“After two years of consuming and devouring my every waking hour, this little indie movie is finally done,” wrote the filmmaker. “It was a monster undertaking. I can’t THANK enough the amazing post team of VFX/editorial/sound for working tirelessly around the clock — crazy-long days, 7 days a week, for many many many weeks without a day off — towards making this a unique and beautiful film. Everyone poured their heart and soul into it, and I can’t wait to share this 21st December! In the meantime, I’m gonna go take a really long nap now.”
DC Comics’ lord of the seas is getting his own solo feature in 2018’s Aquaman. Jason Momoa will reprise his superhero role from 2016’s Batman v Superman: Dawn of Justice and 2017’s Justice League for the film, and early reviews offer reason to be optimistic about the movie’s arrival.
Directed by Insidious and Furious 7 filmmaker James Wan, Aquaman follows Arthur Curry (Momoa) as he is forced to reconcile his loyalties to the surface world with his role in the undersea kingdom of Atlantis, which has become increasingly hostile to the humans polluting the oceans.

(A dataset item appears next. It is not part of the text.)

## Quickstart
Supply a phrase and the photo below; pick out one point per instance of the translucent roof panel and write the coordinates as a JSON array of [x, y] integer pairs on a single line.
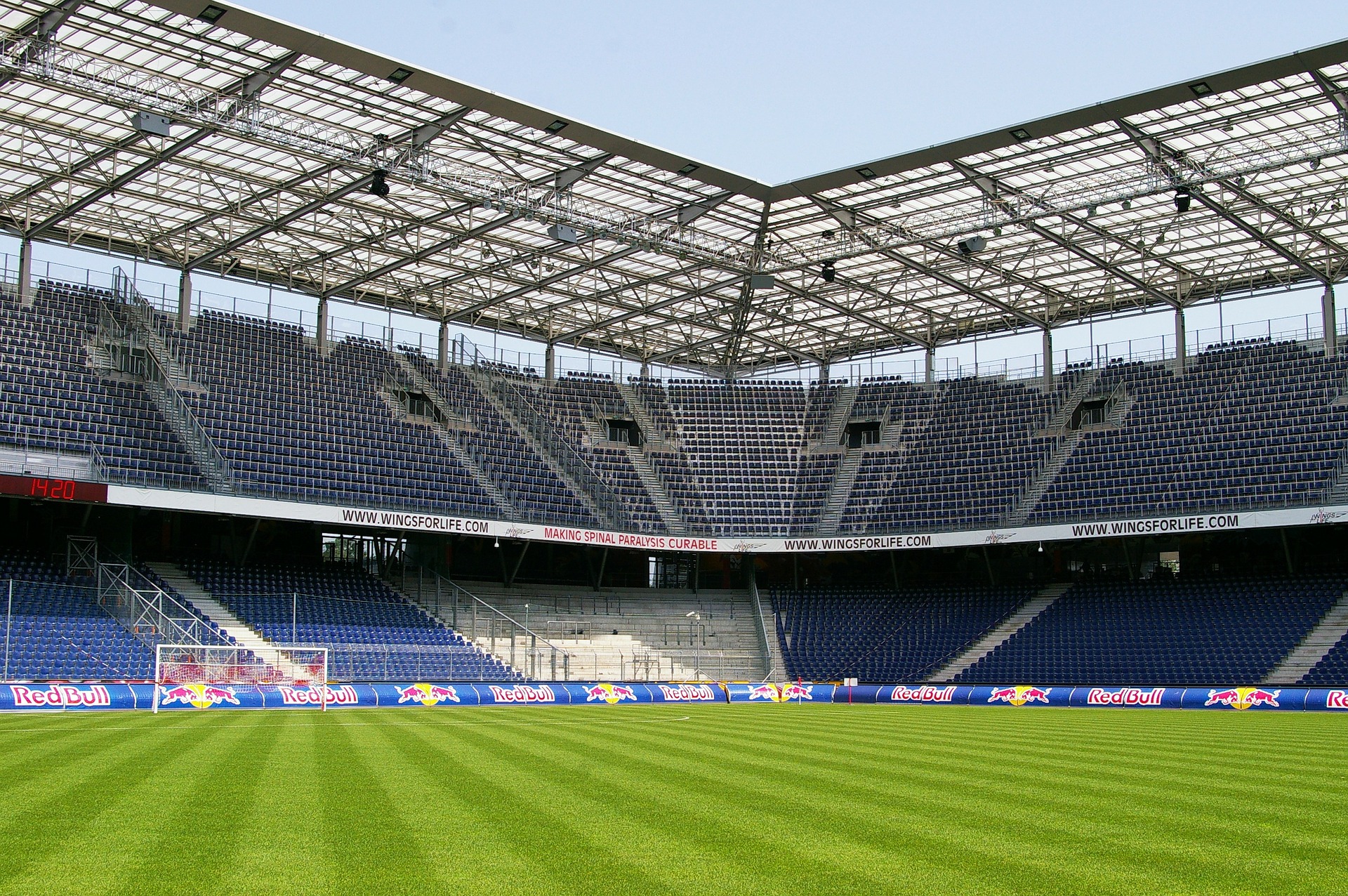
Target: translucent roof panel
[[501, 215]]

The film’s supporting cast includes Amber Heard, Patrick Wilson, Willem Dafoe, Yahya Abdul-Mateen II, Temuera Morrison, Dolph Lundgren, and Nicole Kidman.
REVIEWS:
Reviews of DC’s “Aquaman” vary between feelings of surprise and disappointment. Some critics are applauding director James Wan’s strong re-imagining of a previously stale character, while others are harping on DC’s inability to stack up against rival Marvel — but most are just relieved the film isn’t an all-out flop. There are virtually no qualms about Jason Momoa’s performance, which is widely acknowledged to be a vast improvement on the old Aquaman, who was more akin to “SpongeBob’s” Mermaid Man than a DC hero. The bigger problems, critics say, are its unnecessary length and overstuffed plot.
Here’s what critics are saying about “Aquaman,” which hits theaters on Dec. 21:
“Aquaman’ isn’t like the other DC Comics superheroes, so it seems only right that his bigscreen solo show should have a personality all its own — which, in the hands of ‘Furious 7’ director James Wan, it does. Gone is the Aryan-looking Atlantean in green-and-orange spandex, replaced with a bare-chested Hawaiian super-stud with long, shaggy surfer hair and all-over tribal tattoos. After being unveiled to the DC Comics Extended Universe as the scales of ‘Justice League’ last year, Aquaman gets his own adventure, and it’s kind of a shock that it doesn’t suck, but only if you’re willing to sit through two hours of water-logged world-building before the movie finally takes off.”
“With the exception of ‘Wonder Woman’ and ‘The Dark Knight Rises,’ every DC movie of the past decade has suffered Marvel Imitation Syndrome. This unique corporate malady takes a successful formula, darkens the frame, and deadens the story, under the assumption that audiences won’t notice. By those standards, James Wan’s ‘Aquaman’ is a cut above: The ‘Conjuring’ filmmaker abandons the witless mess of ‘Justice League’ to craft a colorful, vibrant ocean fantasy, but the considerable effort to improve on a leaden franchise can only float for so long before familiar baggage sinks its potential. Hobbled by a messy screenplay, paper-thin characters, and a hodgepodge of unimaginative showdowns stretched across bloated running time, ‘Aquaman’ is the latest example of a franchise that keeps chasing its competitor’s tail.”